# Poljot Deluxe Repair Or Not?



## Leebman (Mar 13, 2008)

I have been picking through my collection and this poljot is missing its rotor assembly










It works fine as a handwound is it worth repairing and how difficult is finding parts ? Or would it be better moving it on to someone else for spares etc?


----------



## blackandgolduk (Apr 25, 2005)

I suppose the question to ask is - how much do you like it? I think it's lovely and if it works as a handwound I'd probably leave it as it is.

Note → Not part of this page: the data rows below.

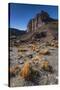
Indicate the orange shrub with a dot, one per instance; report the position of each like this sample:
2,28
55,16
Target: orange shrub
25,71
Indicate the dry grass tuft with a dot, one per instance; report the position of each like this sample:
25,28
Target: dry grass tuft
44,52
14,70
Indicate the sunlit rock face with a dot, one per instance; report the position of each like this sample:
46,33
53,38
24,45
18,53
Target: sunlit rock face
39,20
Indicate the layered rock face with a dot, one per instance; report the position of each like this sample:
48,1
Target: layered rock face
38,21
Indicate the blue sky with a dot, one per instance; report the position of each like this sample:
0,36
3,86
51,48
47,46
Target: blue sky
20,14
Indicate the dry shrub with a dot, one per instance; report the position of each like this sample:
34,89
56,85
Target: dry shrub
14,70
44,52
45,65
33,47
25,71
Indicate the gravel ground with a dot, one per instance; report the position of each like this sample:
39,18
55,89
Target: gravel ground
44,78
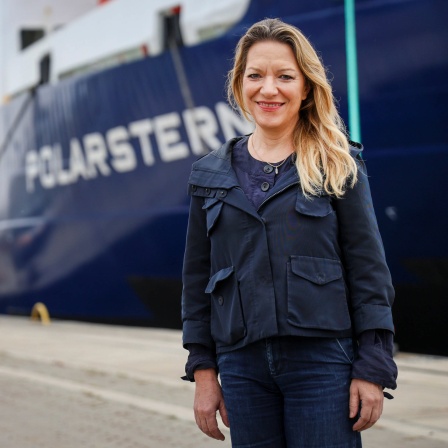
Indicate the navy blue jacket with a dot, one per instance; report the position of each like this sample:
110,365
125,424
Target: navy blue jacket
295,266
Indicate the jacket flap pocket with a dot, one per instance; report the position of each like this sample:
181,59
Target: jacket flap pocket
208,202
318,206
316,270
219,276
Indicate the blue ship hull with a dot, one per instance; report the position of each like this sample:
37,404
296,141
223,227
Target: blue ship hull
93,203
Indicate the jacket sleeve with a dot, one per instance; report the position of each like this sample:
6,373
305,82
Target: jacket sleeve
367,275
196,305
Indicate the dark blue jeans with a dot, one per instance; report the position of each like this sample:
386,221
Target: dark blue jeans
289,392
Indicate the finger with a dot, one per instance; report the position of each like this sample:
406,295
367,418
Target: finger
223,414
364,419
354,402
212,429
208,425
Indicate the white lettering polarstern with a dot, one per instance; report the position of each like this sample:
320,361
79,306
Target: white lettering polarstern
122,147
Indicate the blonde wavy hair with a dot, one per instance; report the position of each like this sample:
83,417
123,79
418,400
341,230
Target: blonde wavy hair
323,159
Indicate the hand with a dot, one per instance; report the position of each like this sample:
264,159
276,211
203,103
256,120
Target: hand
368,398
207,400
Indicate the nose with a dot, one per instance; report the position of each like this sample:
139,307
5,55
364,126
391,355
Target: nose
269,87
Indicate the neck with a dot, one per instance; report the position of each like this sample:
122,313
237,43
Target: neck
270,147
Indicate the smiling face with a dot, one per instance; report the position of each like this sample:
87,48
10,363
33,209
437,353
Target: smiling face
273,86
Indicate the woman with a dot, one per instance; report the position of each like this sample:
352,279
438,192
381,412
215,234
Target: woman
286,290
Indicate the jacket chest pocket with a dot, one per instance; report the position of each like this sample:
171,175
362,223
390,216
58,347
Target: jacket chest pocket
318,206
317,294
227,320
212,207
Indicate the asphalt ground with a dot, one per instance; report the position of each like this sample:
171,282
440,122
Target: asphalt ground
73,385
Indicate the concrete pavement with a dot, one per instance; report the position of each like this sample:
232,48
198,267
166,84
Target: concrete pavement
73,384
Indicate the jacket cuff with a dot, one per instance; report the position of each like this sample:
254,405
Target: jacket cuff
197,332
372,317
200,357
374,362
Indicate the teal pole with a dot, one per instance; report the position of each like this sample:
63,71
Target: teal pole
352,72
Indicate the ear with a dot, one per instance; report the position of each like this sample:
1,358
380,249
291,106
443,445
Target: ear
306,90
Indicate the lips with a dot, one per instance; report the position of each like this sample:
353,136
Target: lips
269,106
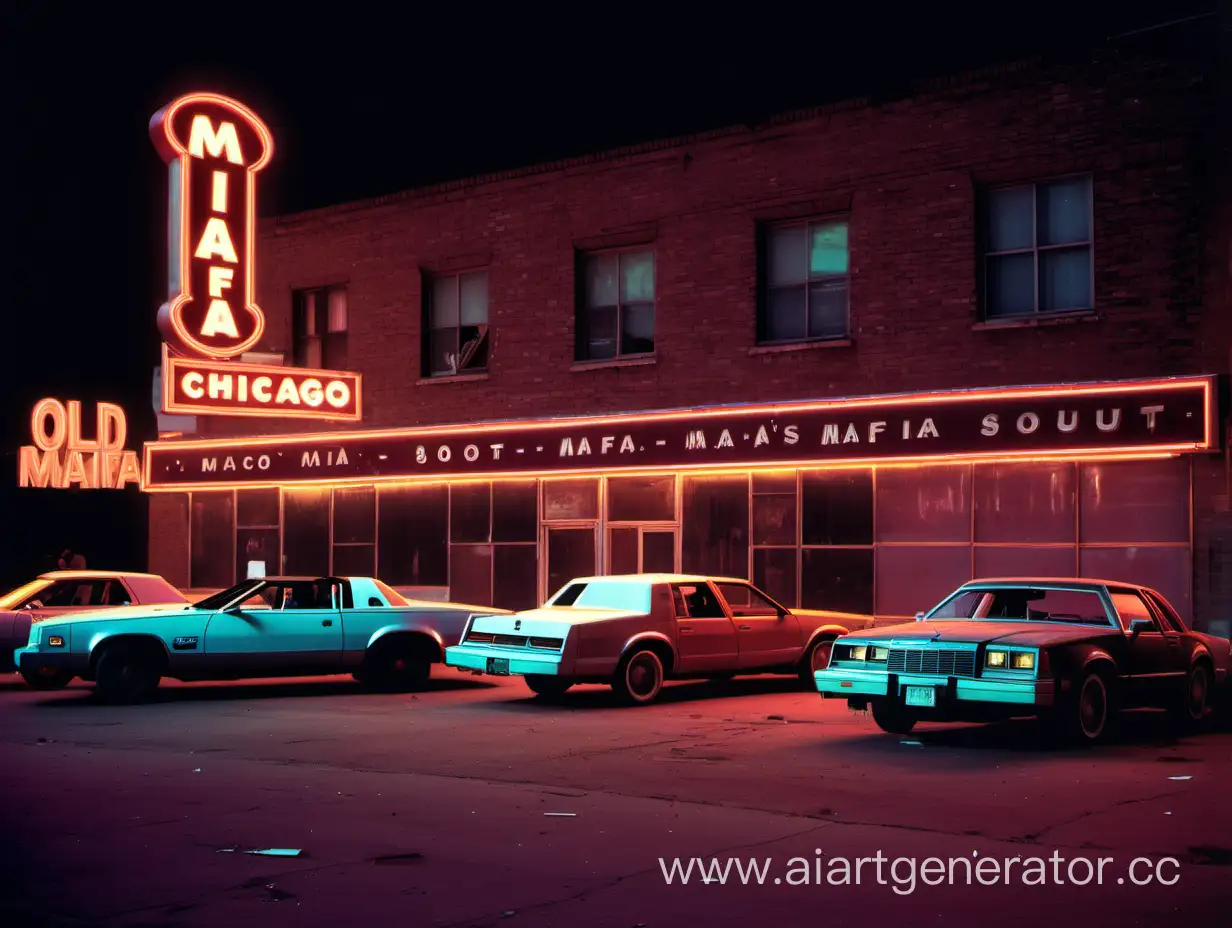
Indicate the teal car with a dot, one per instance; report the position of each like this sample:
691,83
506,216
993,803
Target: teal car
1069,651
277,626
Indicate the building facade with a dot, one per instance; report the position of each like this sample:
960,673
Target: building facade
769,353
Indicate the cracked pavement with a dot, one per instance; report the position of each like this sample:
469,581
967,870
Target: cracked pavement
472,805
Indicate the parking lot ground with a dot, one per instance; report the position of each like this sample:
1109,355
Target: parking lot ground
472,804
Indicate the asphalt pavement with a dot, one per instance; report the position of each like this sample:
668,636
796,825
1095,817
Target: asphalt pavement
472,804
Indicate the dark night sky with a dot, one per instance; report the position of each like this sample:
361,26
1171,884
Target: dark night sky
366,106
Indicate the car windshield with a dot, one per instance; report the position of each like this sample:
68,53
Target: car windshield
11,600
223,597
631,595
1021,603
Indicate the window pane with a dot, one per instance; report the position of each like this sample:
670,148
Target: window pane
515,576
1129,502
786,255
837,508
1167,569
828,249
601,280
1065,212
774,569
828,309
474,298
838,579
1025,561
445,302
306,533
785,314
413,528
1025,503
260,545
774,519
1010,224
571,499
715,513
336,311
641,499
637,277
256,508
355,514
637,329
1065,279
927,504
601,333
515,510
471,513
913,579
212,540
471,574
1010,285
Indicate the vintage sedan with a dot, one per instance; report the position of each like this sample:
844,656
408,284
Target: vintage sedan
60,592
633,631
1069,651
276,626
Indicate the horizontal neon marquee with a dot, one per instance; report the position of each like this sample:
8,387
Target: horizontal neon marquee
1162,417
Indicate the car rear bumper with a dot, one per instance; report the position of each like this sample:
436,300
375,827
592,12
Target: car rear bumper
957,689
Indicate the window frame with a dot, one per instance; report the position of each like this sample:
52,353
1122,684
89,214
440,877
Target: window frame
429,284
986,255
582,311
764,285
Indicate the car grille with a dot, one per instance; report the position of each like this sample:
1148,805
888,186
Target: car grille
949,662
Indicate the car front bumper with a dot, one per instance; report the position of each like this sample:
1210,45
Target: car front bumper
956,689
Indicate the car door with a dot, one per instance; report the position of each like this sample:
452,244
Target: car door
705,634
1155,658
766,636
285,627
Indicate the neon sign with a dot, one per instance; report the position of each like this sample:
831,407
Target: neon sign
214,148
60,457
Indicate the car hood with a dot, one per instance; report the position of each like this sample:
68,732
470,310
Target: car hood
1025,634
100,615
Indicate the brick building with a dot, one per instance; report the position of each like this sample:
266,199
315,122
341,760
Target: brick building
874,277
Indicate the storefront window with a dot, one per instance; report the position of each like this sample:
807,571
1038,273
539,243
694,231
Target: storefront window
715,523
212,540
413,536
306,540
258,536
641,499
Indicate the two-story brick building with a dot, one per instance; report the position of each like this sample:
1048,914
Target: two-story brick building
859,355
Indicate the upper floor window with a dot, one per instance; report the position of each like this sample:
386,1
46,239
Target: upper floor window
456,323
807,276
616,312
319,328
1037,249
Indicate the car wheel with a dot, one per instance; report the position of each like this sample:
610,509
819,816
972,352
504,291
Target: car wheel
1190,708
892,717
547,685
817,658
126,673
638,678
47,678
397,666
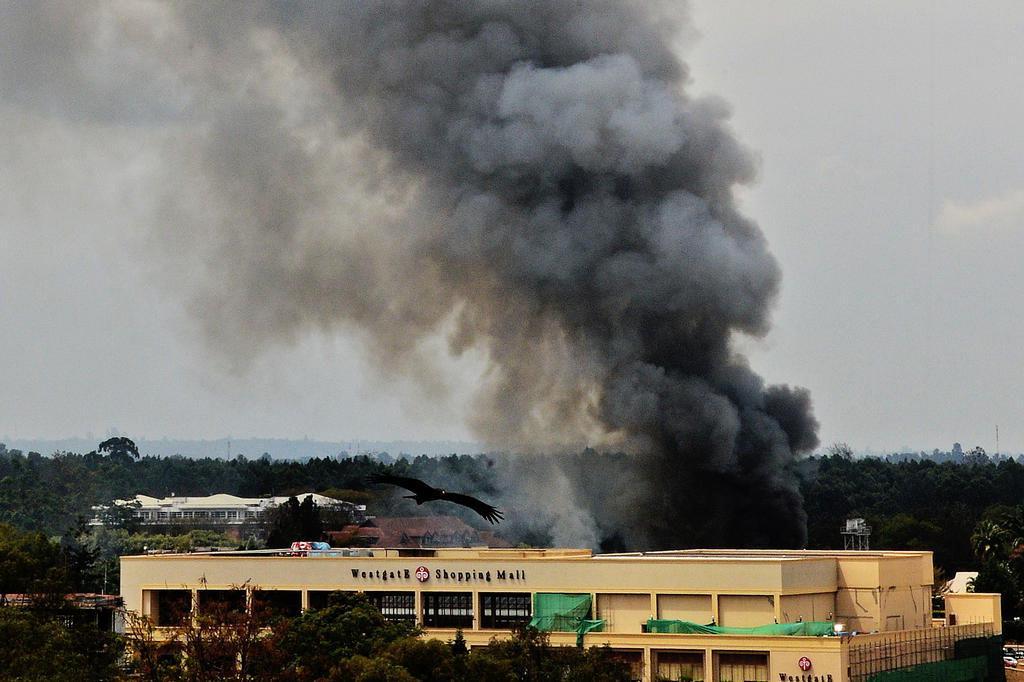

If you want it to be completely original then fix it up!


----------



## Leebman (Mar 13, 2008)

I wear it a bit but with some incoming watches I'm loathed to spend any money on it guess it'll stay as is for the moment.


----------



## Service Engineer (Dec 28, 2007)

Elegant looking time piece.


----------



## ujjwaldey (Mar 3, 2008)

looks great.. even if not perfect..wish I could buy one


----------



## mel (Dec 6, 2006)

I think I'd be inclined to set a search on fleebie for one - even a non-worker - so as to get the rotor assembly and replace it. :yes:

If you get one cheap enough - or with the same movemnet - it would be worth it to restore back to original working condition :lol: It *is* a nice looking watch, very dressy and looks like it wears well!


----------